Here's a cute little example. I use Int
s for messages, keys and signatures to simplify things, but I'm sure you can imagine how this could be generalized to any bit stream.
// A really shitty hash function
func hash(input: Int, sharedSecret: Int) -> Int { return (sharedSecret + input) % 3 }
enum SignitureError: Error {
case invalidSigniture(expectedSigniture: Int, attachedSigniture: Int)
}
struct SignedMessage {
var message: Int
var signiture: Int
init(message: Int, sharedSecret: Int) {
self.message = message
self.signiture = hash(input: message, sharedSecret: sharedSecret)
}
func verify(expectedSharedSecret: Int) throws {
let expectedSigniture = hash(input: self.message, sharedSecret: expectedSharedSecret)
if self.signiture != expectedSigniture {
throw SignitureError.invalidSigniture(expectedSigniture: expectedSigniture, attachedSigniture: self.signiture)
}
}
}
let avisSharedSecret = 6562346
func sendMessageToAvisFriend(message: SignedMessage) {
// Avi'd friend receives the message and verifies it:
do {
try message.verify(expectedSharedSecret: avisSharedSecret)
print("Avi's friend receives a valid message: \(message.message) with signiture \(message.signiture)")
} catch SignitureError.invalidSigniture(let expectedSigniture, let attachedSigniture) {
print("""
Avi's friend received an invalid message!

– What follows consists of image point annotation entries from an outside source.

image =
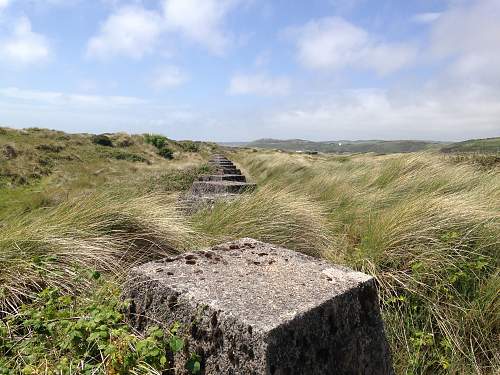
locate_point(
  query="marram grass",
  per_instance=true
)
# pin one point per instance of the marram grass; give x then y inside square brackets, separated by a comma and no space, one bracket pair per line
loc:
[427,228]
[102,231]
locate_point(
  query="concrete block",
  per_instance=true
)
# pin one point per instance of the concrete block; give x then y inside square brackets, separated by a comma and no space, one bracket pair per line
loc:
[247,307]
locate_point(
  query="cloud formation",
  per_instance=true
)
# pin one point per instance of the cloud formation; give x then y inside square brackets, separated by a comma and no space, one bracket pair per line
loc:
[23,46]
[200,21]
[168,77]
[131,31]
[332,43]
[259,84]
[134,31]
[470,34]
[3,4]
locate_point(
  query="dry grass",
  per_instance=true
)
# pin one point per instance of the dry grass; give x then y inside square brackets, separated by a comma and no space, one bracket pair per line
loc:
[426,228]
[100,231]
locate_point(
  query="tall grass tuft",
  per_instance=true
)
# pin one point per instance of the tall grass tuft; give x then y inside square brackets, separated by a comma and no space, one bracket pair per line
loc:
[427,228]
[101,231]
[272,214]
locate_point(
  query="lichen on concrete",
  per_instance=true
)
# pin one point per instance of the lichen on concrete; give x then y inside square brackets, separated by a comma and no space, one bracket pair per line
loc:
[247,307]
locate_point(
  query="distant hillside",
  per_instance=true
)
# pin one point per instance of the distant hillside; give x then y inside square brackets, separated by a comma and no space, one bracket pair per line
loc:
[486,145]
[343,146]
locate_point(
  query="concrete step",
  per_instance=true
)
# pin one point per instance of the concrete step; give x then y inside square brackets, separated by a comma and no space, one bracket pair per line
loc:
[221,187]
[223,177]
[227,170]
[221,162]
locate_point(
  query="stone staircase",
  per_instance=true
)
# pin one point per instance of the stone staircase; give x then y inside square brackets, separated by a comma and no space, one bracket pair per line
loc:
[226,180]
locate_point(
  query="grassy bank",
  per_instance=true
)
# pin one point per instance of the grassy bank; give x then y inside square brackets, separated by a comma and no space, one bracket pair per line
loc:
[426,225]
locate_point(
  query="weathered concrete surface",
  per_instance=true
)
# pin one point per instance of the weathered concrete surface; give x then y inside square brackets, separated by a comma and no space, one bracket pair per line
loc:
[221,187]
[252,308]
[227,170]
[223,177]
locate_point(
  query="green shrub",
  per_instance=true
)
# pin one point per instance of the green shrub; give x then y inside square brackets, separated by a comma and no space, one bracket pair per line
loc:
[159,141]
[49,147]
[189,146]
[176,179]
[65,334]
[102,140]
[165,152]
[123,155]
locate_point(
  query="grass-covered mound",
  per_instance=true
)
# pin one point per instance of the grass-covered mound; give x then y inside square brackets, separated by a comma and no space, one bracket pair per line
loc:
[426,227]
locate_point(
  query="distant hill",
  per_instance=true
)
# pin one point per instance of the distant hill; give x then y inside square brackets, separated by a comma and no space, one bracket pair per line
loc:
[342,146]
[485,145]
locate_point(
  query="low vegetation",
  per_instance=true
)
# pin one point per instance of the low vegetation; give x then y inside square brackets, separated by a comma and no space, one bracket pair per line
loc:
[74,217]
[377,146]
[425,227]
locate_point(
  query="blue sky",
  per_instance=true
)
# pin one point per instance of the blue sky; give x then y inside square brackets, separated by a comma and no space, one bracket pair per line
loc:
[232,70]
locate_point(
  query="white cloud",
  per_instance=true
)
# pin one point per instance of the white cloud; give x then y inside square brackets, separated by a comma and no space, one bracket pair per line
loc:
[426,17]
[469,33]
[4,4]
[332,43]
[200,20]
[24,46]
[259,84]
[131,31]
[384,114]
[64,99]
[168,77]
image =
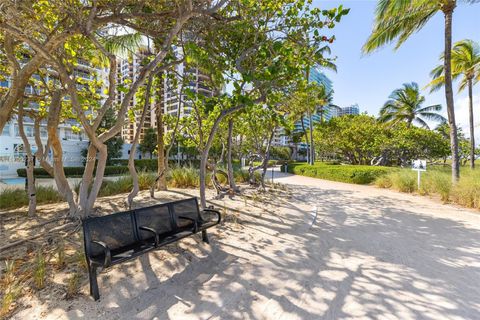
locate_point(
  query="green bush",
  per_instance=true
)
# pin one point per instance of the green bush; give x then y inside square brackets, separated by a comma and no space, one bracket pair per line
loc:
[343,173]
[16,198]
[74,171]
[467,191]
[184,177]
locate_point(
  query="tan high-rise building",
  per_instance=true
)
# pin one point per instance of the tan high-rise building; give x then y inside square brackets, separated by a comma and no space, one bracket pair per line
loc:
[129,69]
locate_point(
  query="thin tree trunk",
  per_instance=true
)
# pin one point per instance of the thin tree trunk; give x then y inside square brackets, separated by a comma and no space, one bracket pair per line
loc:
[312,147]
[448,12]
[61,181]
[472,130]
[31,189]
[131,158]
[230,174]
[266,158]
[162,160]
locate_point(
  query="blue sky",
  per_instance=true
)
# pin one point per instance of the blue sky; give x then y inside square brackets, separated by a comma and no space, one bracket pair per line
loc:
[368,80]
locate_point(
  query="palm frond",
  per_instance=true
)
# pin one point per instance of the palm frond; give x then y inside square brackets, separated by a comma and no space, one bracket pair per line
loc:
[397,21]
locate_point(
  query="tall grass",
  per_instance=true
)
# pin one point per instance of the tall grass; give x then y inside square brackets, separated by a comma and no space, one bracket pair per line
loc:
[437,181]
[15,198]
[178,177]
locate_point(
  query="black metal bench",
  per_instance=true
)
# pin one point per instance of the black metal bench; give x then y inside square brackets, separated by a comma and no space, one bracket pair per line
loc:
[122,236]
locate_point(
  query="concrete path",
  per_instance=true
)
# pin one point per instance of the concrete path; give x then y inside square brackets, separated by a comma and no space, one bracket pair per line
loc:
[329,251]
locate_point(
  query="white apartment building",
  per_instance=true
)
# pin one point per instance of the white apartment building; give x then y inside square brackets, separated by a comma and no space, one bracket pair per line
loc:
[12,151]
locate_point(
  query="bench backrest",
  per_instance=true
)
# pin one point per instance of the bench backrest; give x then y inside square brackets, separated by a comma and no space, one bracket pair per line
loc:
[185,208]
[157,217]
[115,230]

message: \(message.message)
attached signiture: \(attachedSigniture)
expected signiture: \(expectedSigniture)
""")
} catch { fatalError("Unexpected error") }
}
func happyCase() {
// Good guy Avi sends a real message:
let realMessage = SignedMessage(message: 123, sharedSecret: avisSharedSecret)
sendMessageToAvisFriend(message: realMessage)
}
func happyCaseForgedMessageDetected() {
// Good guy Avi tries to send a real message:
let realMessage = SignedMessage(message: 123, sharedSecret: avisSharedSecret)
// Evil guy Alex intercepts the message, changes it, but doesn't change the signiture:
var forgedMessage = realMessage
forgedMessage.message = 100
// Avi's friend receives the message, verifies it, and discovers that the signiture isn't
// what he expected. The message has been tampered with!
sendMessageToAvisFriend(message: forgedMessage)
}
func sadCaseMessageForged() {
// Good guy Avi tries to send a real message:
let realMessage = SignedMessage(message: 123, sharedSecret: avisSharedSecret)
// Evil guy Alex intercepts the message, changes it
// Alex is smart this time. He inspected the hash function, and was able to analytically
// deduce that if the key is one of {2, 5, 8, 11, ...}, he produces a compatible signiture as the real shared secret.
//
// In general, a key that works with one message to produce a valid signiture doesn't mean it will necessarily work
// to produce a valid signiture for every message, but that's okay, it just needs to work for this message.
// For another message, a different key would be figured out, just the same.
let guessedSharedSecret = 2
let fakeMessageBody = 100
var forgedMessage = SignedMessage(message: fakeMessageBody, sharedSecret: guessedSharedSecret)
// Avi's friend thinks the message is legit! :(
// The hash has been "reversed" successfully, even though the hash function caused a loss of information.
sendMessageToAvisFriend(message: forgedMessage)
}
happyCase()
happyCaseForgedMessageDetected()
sadCaseMessageForged()
Even though I couldn't reverse engineer the hash function to know that Avi's sharedSecret was precisely 6562346
, there are a set of values I could use that would work instead, because they all hash to produce the same signature 0
. (2
, 5
, 8
, 11
...)
If hash(input:sharedSecret:)
was a cryptographic hash function, it would have been designed so that it's extremely difficult to reverse the hash to find any value that hashes equivalently to 6562346
. Only then would forging the message be impossible. That's the useful definition of "irreversible".